New Bio::Seq and Bio::Seq::Parse (.025 BETA)

Steven E. Brenner brenner@akamail.com
Tue, 18 Mar 1997 21:12:35 +0900 (JST)


Ok; I'm logged in over a pay phone line at 2400 baud, so these have to be
really quick.  But I'll have no access for another two weeks, so here
goes.  Apologies for brusquness


On Tue, 18 Mar 1997, Georg Fuellen wrote:

> 
> Hi,
> 
> I've collected everything into one long message...
> Read the first 100 lines, get a coffee, read the next 100 lines, etc :-)
> 
> Steve Br. wrote,
> > > >   A few other nits from a _very_ cursory look-through
> > > > 
> > > > @SeqForm appears never to be created
> > > > 
> > > > I would change [@%]SeqForm to [@%]SeqFmt, or even [@%]seq_fmt (to be
> > > > consistent with the rest of the naming). 
> > > 
> > > I think then we should have seq_ffmt.
> > > Then again, doesn't SeqForm hint at the fact that these variables are 
> > > very special ?
> > 
> > Good Point; these are supposed to be constants, after all.  Then how about
> > SeqFmt? 
> 
> Well, then we should leave it as is, i.e. SeqForm, and save us the hassle 
> of changing names. IMHO. Steve, Chris, do you want a change? 
> [ ] yes 

YES.  Just to a query/replace for SeqForm with SeqFmt.  Should take about
2 minutes, I hpoe.


> [ ] no
> If we change, SeqFfmt looks more consistent to me than SeqFmt.
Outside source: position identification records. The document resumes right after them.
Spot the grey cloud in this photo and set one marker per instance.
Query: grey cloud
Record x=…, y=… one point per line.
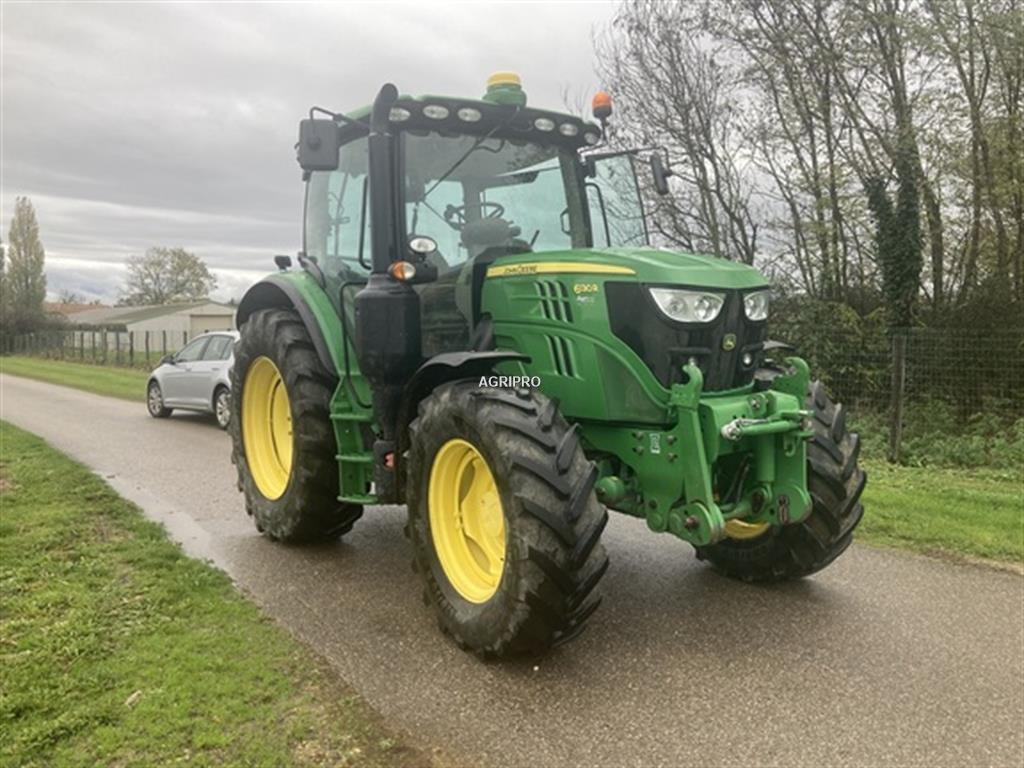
x=134, y=125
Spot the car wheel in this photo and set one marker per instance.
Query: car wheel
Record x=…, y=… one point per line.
x=222, y=407
x=155, y=401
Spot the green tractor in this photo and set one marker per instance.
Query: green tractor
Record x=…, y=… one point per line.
x=477, y=328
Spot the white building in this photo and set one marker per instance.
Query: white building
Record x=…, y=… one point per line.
x=176, y=320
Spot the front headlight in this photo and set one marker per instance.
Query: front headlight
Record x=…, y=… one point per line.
x=756, y=305
x=688, y=306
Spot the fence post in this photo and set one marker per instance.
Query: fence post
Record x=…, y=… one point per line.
x=899, y=337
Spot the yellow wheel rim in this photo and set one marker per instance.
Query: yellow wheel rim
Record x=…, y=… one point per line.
x=266, y=427
x=741, y=530
x=467, y=522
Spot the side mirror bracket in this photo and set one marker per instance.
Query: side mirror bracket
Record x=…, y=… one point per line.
x=660, y=171
x=320, y=140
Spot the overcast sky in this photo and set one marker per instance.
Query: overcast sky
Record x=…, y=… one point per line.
x=132, y=125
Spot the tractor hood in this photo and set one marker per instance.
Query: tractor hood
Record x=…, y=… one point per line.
x=649, y=265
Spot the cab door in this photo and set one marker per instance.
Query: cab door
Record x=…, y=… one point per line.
x=614, y=204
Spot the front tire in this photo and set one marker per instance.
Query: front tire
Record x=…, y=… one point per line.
x=503, y=518
x=836, y=483
x=283, y=443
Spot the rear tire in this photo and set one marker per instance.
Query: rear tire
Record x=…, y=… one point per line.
x=836, y=483
x=552, y=558
x=306, y=508
x=155, y=401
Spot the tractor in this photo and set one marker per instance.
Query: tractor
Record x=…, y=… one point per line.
x=478, y=328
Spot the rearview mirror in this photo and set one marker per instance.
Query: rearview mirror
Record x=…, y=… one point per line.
x=318, y=144
x=660, y=172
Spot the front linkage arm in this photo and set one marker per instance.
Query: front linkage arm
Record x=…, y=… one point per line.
x=672, y=480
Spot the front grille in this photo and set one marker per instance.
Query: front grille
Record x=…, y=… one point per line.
x=666, y=345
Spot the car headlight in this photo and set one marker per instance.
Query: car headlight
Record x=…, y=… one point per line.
x=756, y=305
x=688, y=306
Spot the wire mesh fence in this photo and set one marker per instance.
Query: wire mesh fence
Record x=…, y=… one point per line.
x=970, y=371
x=127, y=348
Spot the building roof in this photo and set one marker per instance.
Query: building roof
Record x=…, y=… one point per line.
x=122, y=315
x=68, y=308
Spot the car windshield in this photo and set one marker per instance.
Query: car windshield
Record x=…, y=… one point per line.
x=471, y=193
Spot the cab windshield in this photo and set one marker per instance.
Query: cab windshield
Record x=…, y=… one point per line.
x=473, y=193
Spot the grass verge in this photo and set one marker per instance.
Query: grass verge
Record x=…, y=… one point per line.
x=126, y=383
x=117, y=649
x=974, y=513
x=966, y=512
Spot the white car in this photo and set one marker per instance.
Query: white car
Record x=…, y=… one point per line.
x=196, y=378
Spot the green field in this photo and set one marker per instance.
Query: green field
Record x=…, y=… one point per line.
x=126, y=383
x=117, y=649
x=978, y=513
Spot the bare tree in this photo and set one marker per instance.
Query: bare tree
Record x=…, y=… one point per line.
x=670, y=90
x=166, y=275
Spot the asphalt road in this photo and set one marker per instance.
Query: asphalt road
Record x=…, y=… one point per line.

It would be SeqFFmt, and I think that just unnecesary typing and no
additional clarity (for me anyway).




> > > > There's no 'valid' field to indicate whether or not the object is indeed
> > > > valid for any operation.  For example, if setseq is used to set an invalid
> > > > sequence.  
> > > 
> > > What if we don't allow this to happen ?
> > > If we keep the object valid all the time ?
> > 
> > That means that we have to 'croak' on any error rather than carp.  
> 
> Why not just refuse to make changes that invalidate the object, AND carp.
> As you note yourself, 'croak' should be avoided.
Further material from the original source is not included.